El hexafluoruro de azufre suele emplearse como taponamiento temporal en las operaciones de desprendimiento de retina y en el mundo industrial como gas dieléctrico (no conduce la corriente) para prevenir descargas que puedan resultar peligrosas. Si se aspira el hexafluoruro de azufre, su diferencia de peso respecto al aire y al helio hace que la voz suene mucho más grave. Además, al ser más pesado puede mantenerse en un contenedor abierto de forma que, si colocamos un barquito de papel sobre él, flote ya que el papel es más ligero que el hexafluoruro de azufre.

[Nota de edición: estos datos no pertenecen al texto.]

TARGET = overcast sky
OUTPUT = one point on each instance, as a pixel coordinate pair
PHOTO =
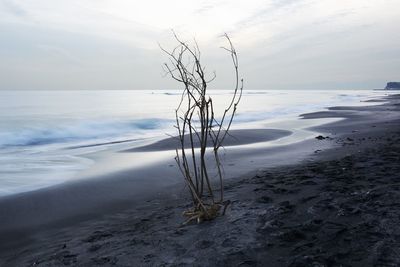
(282, 44)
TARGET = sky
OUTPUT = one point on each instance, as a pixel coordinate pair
(281, 44)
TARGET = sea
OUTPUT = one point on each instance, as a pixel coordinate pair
(45, 136)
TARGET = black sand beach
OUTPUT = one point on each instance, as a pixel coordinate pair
(340, 206)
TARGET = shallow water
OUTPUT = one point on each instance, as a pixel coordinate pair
(45, 135)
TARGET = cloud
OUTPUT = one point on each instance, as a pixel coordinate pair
(13, 8)
(281, 43)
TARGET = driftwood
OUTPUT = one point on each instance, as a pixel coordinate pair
(196, 120)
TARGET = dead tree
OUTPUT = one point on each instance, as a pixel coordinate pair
(199, 128)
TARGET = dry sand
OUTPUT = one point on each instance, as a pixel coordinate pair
(339, 207)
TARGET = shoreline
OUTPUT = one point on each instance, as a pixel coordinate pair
(111, 238)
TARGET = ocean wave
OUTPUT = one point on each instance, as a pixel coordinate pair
(79, 131)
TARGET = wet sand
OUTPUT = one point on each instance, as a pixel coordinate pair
(338, 207)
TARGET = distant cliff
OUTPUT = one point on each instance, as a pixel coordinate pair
(392, 85)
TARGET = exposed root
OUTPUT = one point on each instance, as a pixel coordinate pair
(208, 213)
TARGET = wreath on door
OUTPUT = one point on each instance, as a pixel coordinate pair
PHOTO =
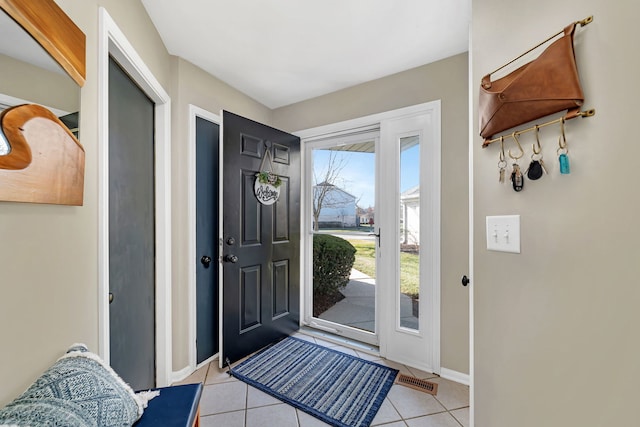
(267, 184)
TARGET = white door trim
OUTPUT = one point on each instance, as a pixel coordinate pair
(194, 112)
(112, 42)
(367, 123)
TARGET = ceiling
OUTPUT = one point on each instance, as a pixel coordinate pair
(280, 52)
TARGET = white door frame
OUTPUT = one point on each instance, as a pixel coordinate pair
(112, 42)
(194, 113)
(323, 132)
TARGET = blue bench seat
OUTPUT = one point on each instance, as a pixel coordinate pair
(176, 406)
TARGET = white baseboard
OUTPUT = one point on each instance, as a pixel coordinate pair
(456, 376)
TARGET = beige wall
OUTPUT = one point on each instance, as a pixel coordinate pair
(446, 80)
(556, 339)
(191, 85)
(35, 84)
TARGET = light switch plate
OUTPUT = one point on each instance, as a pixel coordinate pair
(503, 233)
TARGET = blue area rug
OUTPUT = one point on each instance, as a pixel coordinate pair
(340, 389)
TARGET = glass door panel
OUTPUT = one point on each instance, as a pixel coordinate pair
(409, 243)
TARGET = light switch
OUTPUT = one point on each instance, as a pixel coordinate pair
(503, 233)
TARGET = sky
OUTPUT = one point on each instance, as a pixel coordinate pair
(357, 176)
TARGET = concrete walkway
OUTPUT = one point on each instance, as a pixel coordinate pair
(357, 309)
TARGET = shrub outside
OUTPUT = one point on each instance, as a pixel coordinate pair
(333, 258)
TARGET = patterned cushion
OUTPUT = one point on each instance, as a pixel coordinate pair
(78, 390)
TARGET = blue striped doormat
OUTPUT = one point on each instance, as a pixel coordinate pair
(340, 389)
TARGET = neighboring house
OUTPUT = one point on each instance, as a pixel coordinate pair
(338, 207)
(410, 216)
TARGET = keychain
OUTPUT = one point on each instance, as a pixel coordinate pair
(502, 163)
(536, 167)
(563, 152)
(517, 179)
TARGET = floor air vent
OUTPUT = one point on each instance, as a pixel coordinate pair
(417, 383)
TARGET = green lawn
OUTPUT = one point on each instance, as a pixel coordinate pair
(410, 270)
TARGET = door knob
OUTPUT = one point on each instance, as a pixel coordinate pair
(231, 258)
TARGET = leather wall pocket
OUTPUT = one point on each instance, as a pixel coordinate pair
(546, 85)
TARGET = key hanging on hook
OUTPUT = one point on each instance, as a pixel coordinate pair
(563, 151)
(536, 167)
(502, 162)
(517, 179)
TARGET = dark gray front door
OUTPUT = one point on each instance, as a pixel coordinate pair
(207, 220)
(131, 231)
(261, 243)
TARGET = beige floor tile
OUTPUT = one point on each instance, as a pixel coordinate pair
(223, 397)
(386, 414)
(257, 398)
(275, 415)
(451, 394)
(462, 415)
(438, 420)
(395, 424)
(307, 420)
(413, 403)
(228, 419)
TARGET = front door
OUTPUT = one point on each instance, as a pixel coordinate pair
(131, 231)
(343, 171)
(207, 219)
(261, 242)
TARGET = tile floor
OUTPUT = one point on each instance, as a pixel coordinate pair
(228, 402)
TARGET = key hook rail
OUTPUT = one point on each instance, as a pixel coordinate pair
(568, 116)
(583, 114)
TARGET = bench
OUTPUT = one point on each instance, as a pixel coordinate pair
(176, 406)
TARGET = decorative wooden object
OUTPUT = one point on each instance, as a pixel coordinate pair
(54, 31)
(49, 164)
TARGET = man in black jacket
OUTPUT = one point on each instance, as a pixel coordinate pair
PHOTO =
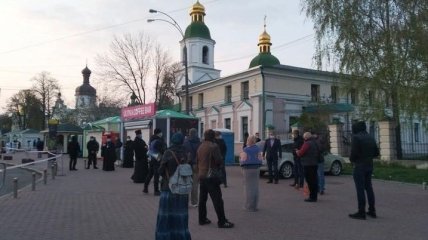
(141, 163)
(223, 149)
(157, 147)
(272, 151)
(93, 147)
(363, 150)
(297, 167)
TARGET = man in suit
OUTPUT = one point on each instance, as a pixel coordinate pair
(272, 152)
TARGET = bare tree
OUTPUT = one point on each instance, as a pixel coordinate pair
(46, 88)
(127, 63)
(108, 105)
(162, 65)
(26, 110)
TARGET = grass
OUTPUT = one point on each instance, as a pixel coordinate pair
(395, 172)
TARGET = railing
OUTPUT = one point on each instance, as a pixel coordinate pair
(7, 171)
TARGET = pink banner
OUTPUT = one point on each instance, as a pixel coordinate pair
(138, 112)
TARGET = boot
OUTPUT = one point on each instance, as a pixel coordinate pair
(358, 215)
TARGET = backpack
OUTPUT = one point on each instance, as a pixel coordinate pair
(153, 153)
(181, 181)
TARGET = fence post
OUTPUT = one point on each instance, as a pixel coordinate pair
(15, 187)
(45, 176)
(387, 141)
(53, 171)
(33, 182)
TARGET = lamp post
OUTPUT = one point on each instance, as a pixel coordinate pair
(176, 26)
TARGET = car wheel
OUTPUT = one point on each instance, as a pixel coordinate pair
(286, 170)
(336, 168)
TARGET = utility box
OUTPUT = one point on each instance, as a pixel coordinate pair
(228, 137)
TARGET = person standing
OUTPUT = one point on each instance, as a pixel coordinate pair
(173, 214)
(257, 137)
(40, 146)
(223, 149)
(209, 155)
(108, 152)
(93, 147)
(128, 161)
(322, 148)
(363, 150)
(272, 152)
(245, 139)
(141, 164)
(308, 154)
(73, 151)
(156, 149)
(118, 145)
(298, 168)
(250, 161)
(192, 144)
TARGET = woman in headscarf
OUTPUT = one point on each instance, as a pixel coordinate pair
(251, 160)
(173, 214)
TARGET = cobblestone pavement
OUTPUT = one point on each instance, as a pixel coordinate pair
(93, 204)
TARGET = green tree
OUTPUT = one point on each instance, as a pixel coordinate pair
(380, 47)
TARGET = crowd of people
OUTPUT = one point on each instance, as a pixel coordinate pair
(154, 160)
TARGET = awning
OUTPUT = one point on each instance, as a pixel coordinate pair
(329, 108)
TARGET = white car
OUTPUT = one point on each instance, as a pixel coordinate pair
(333, 164)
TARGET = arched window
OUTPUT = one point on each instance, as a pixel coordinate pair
(205, 55)
(184, 54)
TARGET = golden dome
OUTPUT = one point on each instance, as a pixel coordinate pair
(197, 8)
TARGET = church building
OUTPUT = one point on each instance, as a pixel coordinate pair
(86, 99)
(266, 94)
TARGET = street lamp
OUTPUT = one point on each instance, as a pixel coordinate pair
(176, 26)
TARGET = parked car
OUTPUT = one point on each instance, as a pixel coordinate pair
(333, 163)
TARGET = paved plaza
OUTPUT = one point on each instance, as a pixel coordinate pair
(93, 204)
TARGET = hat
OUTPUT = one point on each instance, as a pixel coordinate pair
(157, 131)
(177, 138)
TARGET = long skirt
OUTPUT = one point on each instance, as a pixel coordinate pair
(173, 217)
(251, 188)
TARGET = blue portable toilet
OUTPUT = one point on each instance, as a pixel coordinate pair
(229, 138)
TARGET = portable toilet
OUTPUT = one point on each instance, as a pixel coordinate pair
(228, 137)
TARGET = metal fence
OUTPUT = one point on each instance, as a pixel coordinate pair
(414, 142)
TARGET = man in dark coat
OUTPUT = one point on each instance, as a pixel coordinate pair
(128, 161)
(108, 152)
(309, 155)
(363, 150)
(73, 151)
(272, 152)
(223, 149)
(156, 149)
(209, 156)
(298, 168)
(191, 144)
(93, 147)
(141, 163)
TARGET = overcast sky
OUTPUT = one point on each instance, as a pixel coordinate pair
(60, 36)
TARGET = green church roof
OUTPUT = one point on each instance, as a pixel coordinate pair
(197, 29)
(264, 59)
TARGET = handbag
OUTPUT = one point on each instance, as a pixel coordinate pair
(214, 173)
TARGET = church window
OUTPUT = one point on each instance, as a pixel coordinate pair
(205, 55)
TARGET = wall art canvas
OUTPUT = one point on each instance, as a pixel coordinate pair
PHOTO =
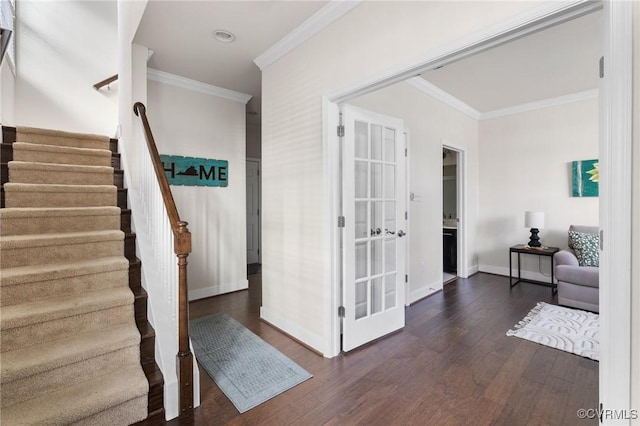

Ya hemos mencionado la atmósfera, la capa gaseosa que está sobre nosotros y que envuelve la Tierra. Su peso también ejerce interesantes efectos que, aunque invisibles a primera vista, pueden demostrarse a través de un experimento muy sencillo. En muchas películas en las que aparece un submarino podemos apreciar cómo el vehículo se ve deformado o “chafado” ante la presión exterior ejercida por el agua a bajas profundidades, pero este mismo efecto podemos ponerlo a prueba con una lata, agua y una fuente de calor. Lo primero es llenar la lata de agua y calentarla, luego se retira del fuego y al descender la temperatura, el vapor de agua se condensa haciendo que descienda la presión sobre las paredes interiores del recipiente y provocando que la fuerza que la atmósfera ejerce sobre la lata haga que se chafe. Igual que un submarino en la Fosa de las Marianas.